LEXINGTON, Neb. - Home is a shabby
apartment building on the outskirts of town. Work is the late shift at a
meatpacking plant.
This is Degmo Ali's life. And it seems to have been misplaced in this
rural town: Dressed in ornate African garb, the graceful 24-year-old is hard
to picture on a Nebraska slaughterhouse floor.
"I want to go back," she says, referring to her native Somalia.
While Ali dreams of returning to the country she fled as a refugee after
her father was killed in the political violence that has wracked Somalia for
nearly two decades, she's comforted by the fact she is not alone in this
town of 10,250 - far from it.
For years, Hispanic immigrants have moved to small and mid-sized
meatpacking towns like Lexington that dot the rural heartland, taking
slaughterhouse jobs considered to be some of the most dangerous in the
country. Now Africans are coming, drawn by a combination of factors - from a
six-state federal raid that cleared illegal Hispanic immigrants from packing
houses, to word-of-mouth advertising of meatpacking jobs by African refugees
who want to flee big U.S. cities.
The change has been a sometimes jarring one, coming at a time when towns
such as Lexington are still struggling to adapt to the large influx of
Hispanics. In a poll last year of rural residents by the University of
Nebraska-Lincoln, just 14 percent of respondents said Latin American
immigration had been good for rural Nebraska. And immigration from Africa?
"When we first moved here, they used to look at us funny, but it's all
right now," said Somali refugee Omar Abib, who works at the Tyson Foods
meatpacking plant. The articulate, serious Abib, who has some college
education, originally settled in Texas and slaughtered chickens.

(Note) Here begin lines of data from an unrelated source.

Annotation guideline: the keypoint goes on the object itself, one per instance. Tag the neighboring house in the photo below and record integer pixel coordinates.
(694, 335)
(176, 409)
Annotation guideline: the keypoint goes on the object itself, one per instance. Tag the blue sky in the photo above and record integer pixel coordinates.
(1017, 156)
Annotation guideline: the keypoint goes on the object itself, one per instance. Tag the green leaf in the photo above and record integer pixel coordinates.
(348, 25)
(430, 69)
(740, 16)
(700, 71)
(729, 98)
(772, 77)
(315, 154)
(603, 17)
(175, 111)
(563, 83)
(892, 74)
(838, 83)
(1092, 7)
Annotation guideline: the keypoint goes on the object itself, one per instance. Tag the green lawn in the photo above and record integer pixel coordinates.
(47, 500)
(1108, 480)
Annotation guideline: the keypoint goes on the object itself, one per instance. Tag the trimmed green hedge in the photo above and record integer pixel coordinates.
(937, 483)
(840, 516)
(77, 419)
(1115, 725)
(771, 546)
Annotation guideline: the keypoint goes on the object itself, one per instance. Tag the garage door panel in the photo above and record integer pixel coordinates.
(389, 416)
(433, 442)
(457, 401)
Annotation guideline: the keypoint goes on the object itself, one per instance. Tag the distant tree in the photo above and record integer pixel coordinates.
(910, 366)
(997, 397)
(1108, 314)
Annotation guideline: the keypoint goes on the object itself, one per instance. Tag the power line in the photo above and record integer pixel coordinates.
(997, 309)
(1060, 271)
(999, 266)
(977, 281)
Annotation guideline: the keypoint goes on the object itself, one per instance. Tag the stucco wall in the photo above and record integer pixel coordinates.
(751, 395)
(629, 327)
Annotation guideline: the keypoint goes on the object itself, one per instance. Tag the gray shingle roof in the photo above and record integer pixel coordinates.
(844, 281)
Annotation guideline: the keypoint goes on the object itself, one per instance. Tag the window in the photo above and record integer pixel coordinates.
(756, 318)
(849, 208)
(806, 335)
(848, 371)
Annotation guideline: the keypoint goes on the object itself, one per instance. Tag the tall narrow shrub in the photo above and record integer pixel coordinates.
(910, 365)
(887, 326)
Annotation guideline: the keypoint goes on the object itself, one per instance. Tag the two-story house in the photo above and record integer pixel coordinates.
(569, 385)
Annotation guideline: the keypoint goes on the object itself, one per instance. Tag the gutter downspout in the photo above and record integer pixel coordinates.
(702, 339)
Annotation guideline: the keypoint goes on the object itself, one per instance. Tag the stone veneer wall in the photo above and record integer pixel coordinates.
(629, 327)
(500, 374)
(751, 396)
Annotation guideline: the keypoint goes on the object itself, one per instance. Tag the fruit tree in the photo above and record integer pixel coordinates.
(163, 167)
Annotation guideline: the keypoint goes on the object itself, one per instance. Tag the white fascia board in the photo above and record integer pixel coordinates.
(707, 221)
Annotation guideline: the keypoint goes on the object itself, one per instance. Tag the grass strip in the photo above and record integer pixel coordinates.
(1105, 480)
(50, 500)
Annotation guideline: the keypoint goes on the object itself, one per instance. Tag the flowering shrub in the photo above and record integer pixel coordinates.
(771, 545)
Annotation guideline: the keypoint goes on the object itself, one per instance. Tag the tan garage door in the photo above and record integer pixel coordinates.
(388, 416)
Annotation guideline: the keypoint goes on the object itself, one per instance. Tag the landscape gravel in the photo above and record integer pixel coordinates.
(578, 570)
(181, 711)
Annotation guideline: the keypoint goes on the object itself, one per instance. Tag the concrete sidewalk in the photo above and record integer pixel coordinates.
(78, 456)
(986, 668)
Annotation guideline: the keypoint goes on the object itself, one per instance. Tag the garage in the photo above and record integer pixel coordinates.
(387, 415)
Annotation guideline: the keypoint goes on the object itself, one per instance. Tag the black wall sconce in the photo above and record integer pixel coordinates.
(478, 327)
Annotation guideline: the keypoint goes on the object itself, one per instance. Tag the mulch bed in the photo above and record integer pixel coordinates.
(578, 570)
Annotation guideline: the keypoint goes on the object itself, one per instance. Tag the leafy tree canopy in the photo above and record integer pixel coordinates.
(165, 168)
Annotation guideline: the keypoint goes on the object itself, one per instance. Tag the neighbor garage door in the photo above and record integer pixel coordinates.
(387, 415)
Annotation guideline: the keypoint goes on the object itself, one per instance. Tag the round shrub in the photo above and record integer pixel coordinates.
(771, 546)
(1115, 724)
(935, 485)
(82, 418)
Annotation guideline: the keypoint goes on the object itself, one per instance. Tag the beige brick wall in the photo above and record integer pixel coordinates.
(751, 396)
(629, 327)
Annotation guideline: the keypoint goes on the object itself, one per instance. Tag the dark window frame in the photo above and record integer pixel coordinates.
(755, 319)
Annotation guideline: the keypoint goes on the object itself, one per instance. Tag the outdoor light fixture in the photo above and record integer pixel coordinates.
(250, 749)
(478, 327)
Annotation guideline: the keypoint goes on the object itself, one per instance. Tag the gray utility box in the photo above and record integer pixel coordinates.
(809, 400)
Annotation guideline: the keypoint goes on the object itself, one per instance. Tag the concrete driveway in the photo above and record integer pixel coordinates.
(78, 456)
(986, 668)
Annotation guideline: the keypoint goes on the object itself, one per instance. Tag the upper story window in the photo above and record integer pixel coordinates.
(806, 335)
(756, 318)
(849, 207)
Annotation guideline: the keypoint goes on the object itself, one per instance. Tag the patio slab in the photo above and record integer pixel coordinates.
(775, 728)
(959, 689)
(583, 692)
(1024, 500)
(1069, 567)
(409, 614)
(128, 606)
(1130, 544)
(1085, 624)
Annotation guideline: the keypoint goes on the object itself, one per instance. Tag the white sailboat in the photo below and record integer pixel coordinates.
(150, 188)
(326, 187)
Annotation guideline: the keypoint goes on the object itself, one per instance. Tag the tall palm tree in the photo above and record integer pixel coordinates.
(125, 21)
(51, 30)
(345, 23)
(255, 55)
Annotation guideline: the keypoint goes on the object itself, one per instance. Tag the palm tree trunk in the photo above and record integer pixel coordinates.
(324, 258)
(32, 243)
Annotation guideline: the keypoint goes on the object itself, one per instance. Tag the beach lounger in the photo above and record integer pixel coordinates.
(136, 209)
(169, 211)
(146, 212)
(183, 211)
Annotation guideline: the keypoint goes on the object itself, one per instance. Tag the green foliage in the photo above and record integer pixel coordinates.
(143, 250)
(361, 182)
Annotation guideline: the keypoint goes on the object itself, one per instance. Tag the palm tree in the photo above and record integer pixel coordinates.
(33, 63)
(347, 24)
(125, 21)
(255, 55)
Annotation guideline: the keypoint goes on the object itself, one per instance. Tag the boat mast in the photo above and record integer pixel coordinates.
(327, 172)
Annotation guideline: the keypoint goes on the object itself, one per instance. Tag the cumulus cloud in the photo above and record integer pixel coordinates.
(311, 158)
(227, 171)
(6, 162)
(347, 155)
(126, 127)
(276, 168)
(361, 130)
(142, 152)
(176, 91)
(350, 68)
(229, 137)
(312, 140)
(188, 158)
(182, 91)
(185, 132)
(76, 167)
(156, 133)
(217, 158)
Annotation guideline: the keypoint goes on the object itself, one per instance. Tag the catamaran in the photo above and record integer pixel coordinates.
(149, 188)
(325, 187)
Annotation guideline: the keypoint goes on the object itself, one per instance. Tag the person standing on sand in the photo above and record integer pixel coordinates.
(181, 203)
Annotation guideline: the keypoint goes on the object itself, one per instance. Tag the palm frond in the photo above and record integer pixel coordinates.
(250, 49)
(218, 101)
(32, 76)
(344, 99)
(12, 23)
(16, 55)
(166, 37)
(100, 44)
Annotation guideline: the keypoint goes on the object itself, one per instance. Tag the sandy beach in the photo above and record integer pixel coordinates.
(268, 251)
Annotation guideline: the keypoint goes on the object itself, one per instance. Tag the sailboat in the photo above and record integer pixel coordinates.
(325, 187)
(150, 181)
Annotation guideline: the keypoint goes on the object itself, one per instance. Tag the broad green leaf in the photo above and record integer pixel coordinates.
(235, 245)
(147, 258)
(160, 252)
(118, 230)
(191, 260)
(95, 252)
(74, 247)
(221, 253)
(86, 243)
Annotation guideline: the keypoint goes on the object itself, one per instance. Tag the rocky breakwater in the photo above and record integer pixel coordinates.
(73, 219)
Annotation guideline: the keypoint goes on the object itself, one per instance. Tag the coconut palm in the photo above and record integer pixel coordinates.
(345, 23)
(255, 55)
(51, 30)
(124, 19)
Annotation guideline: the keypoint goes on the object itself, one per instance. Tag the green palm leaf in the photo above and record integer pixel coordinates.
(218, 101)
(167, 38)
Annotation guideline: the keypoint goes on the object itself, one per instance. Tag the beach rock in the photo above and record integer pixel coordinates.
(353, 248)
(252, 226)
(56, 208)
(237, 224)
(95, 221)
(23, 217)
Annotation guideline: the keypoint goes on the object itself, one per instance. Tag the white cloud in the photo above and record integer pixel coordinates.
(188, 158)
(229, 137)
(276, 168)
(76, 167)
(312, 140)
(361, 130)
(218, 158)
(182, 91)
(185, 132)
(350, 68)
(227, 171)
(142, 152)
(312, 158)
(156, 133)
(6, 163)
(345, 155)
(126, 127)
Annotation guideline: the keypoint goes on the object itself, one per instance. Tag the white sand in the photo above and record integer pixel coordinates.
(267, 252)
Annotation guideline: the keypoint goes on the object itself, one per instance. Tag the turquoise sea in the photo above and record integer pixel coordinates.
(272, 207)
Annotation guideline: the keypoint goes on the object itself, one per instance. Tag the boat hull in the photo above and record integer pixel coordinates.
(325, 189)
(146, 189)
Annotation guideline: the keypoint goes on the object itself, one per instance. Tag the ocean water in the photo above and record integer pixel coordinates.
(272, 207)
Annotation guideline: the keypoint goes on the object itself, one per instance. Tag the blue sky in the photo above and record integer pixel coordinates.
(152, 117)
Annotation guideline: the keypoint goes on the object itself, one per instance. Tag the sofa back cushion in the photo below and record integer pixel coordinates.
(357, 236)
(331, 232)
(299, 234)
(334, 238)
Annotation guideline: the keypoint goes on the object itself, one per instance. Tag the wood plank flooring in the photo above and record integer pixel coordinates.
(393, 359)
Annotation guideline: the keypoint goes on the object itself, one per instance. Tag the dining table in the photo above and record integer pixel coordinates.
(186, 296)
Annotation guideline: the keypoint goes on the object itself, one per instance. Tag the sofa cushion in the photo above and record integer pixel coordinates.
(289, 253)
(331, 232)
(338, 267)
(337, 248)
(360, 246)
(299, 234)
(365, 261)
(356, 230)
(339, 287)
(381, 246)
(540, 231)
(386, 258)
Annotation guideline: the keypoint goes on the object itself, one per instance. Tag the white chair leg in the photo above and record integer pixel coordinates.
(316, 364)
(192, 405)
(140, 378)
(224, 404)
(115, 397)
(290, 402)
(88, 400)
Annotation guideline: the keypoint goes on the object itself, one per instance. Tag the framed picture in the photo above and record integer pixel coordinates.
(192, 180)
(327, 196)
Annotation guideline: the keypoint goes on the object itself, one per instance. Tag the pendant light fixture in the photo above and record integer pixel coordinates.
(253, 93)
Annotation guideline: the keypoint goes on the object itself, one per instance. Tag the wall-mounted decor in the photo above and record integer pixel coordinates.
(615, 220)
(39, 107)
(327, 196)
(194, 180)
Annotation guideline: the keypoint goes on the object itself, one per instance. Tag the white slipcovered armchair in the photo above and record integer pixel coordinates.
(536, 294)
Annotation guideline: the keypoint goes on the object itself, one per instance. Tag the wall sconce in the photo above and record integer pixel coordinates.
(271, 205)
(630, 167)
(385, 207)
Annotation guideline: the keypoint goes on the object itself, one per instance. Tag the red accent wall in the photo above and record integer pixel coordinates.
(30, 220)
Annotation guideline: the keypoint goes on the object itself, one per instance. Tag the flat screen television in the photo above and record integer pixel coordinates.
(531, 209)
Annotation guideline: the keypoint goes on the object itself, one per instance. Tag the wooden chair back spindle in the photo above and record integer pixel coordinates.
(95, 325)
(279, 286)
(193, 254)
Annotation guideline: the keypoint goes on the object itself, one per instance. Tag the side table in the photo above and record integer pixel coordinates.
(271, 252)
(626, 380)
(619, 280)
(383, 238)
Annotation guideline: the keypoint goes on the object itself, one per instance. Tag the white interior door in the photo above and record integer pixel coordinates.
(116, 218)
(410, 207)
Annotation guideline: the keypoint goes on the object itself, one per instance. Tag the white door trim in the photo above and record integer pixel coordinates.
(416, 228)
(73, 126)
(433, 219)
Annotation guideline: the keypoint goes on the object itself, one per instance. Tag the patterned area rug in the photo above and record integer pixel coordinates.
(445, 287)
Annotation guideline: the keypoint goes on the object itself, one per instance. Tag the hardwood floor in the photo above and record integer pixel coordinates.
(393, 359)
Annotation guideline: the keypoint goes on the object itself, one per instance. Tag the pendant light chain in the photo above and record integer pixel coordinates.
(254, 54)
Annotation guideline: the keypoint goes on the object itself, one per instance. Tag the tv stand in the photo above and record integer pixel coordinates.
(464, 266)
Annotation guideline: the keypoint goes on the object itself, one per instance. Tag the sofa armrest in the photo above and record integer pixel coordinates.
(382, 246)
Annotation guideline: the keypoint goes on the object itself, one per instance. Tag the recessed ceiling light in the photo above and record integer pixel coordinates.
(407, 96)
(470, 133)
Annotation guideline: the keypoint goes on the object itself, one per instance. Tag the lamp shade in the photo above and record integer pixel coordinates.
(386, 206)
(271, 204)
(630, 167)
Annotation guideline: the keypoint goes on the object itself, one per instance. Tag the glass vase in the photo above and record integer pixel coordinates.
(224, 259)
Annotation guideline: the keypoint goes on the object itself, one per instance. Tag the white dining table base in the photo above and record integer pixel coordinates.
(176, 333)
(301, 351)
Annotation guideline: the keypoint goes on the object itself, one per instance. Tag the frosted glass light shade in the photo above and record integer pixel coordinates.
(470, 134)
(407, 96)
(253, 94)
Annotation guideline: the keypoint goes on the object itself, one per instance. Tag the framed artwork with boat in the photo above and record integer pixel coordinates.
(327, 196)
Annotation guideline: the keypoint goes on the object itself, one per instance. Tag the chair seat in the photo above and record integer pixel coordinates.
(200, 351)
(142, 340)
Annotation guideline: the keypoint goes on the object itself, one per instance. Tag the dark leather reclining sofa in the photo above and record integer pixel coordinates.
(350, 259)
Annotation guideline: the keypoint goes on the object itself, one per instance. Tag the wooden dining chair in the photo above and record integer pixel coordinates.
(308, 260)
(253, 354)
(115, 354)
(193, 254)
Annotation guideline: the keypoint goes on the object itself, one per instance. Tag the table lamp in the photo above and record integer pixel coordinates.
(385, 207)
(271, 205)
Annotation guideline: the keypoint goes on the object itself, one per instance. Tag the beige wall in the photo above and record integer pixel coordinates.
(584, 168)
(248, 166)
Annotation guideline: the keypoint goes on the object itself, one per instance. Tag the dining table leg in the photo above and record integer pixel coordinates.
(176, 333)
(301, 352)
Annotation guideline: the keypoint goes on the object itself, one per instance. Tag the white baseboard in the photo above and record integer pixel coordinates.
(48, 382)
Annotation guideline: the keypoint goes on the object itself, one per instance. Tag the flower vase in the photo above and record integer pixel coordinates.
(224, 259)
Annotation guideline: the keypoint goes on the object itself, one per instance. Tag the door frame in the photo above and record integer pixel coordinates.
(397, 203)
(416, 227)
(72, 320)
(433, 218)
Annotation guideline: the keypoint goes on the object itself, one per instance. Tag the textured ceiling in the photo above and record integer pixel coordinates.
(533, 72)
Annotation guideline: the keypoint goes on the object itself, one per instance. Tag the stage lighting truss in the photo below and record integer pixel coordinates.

He heard about Lexington, like many others, from a friend. He was
attracted to the job, cheap living in a quiet town, and the chance to be
surrounded by other Somalians.
"It's a good town with good money. The job is hard, but the money is
good," Abib said inside a small apartment he shares with several of his
countrymen.
Just how many African refugees have moved to Lexington and other
meatpacking towns across the Midwest is unclear. But refugee resettlement
officials and local immigration specialists say there has been a sharp
increase.
A few years ago, Ana Castaneda barely knew what a refugee was. An
immigration specialist with Lutheran Family Services who helps immigrants in
Lexington get legal status.
"I have more African refugees now than Hispanics," as clients, Castaneda
said. "I always thought there would be more Hispanics looking for benefits,
it surprised me."
"They start in big cities - New York, Columbus, Ohio - and this is really
good for them," Castaneda said. Ali came to Lexington from Seattle. "They're
kind of afraid of a lot of people and traffic and the freeways, they're not
used to that. They don't come from big cities originally, they come from
rural areas."
Conveniences most Amricans take for granted are sometimes completely
foreign. One problem landlords faced when African refugees first began
flowing into Lexington: burning wood on top of indoor stovetops to cook
food.
"They may not have seen an automobile or a telephone," said Christine
Kutschkau, the state coordinator for refugee resettlement. "Some of our
refugees come from very primitive areas."
The rapid change in towns like Lexington has been a shock to the system
of services immigrants rely on, such as health care. Kutschkau said there
has been a shortage of medicine for an influx of refugees who needed to be
treated for tuberculosis.
Because of trauma from experiences that drove them from their home
countries, many also need mental-health services, she said.
The word-of-mouth advertising about Nebraska that is passed among
refugees in distant U.S. cities gained steam late last year after U.S.
Immigration and Customs Enforcement officials raided Swift & Co. meatpacking
plants in six states, including the one in Grand Island. It resulted in
1,200 arrests at the plants in December.
Word of the raids and open jobs encouraged many refugees to come to the
state. And the new and growing population is self-perpetuating: As more
Africans live in rural Nebraska, more Africans may come to live alongside
them.
Some, however, have lived the life of Ali long enough to aspire to more
than long days in a small-town slaughterhouse.
Asha Mohamed, a fresh-faced, charismatic young woman who moved to
Lexington from Minneapolis dreams of going to California, maybe New York.
"It's too hard," she said of her life now.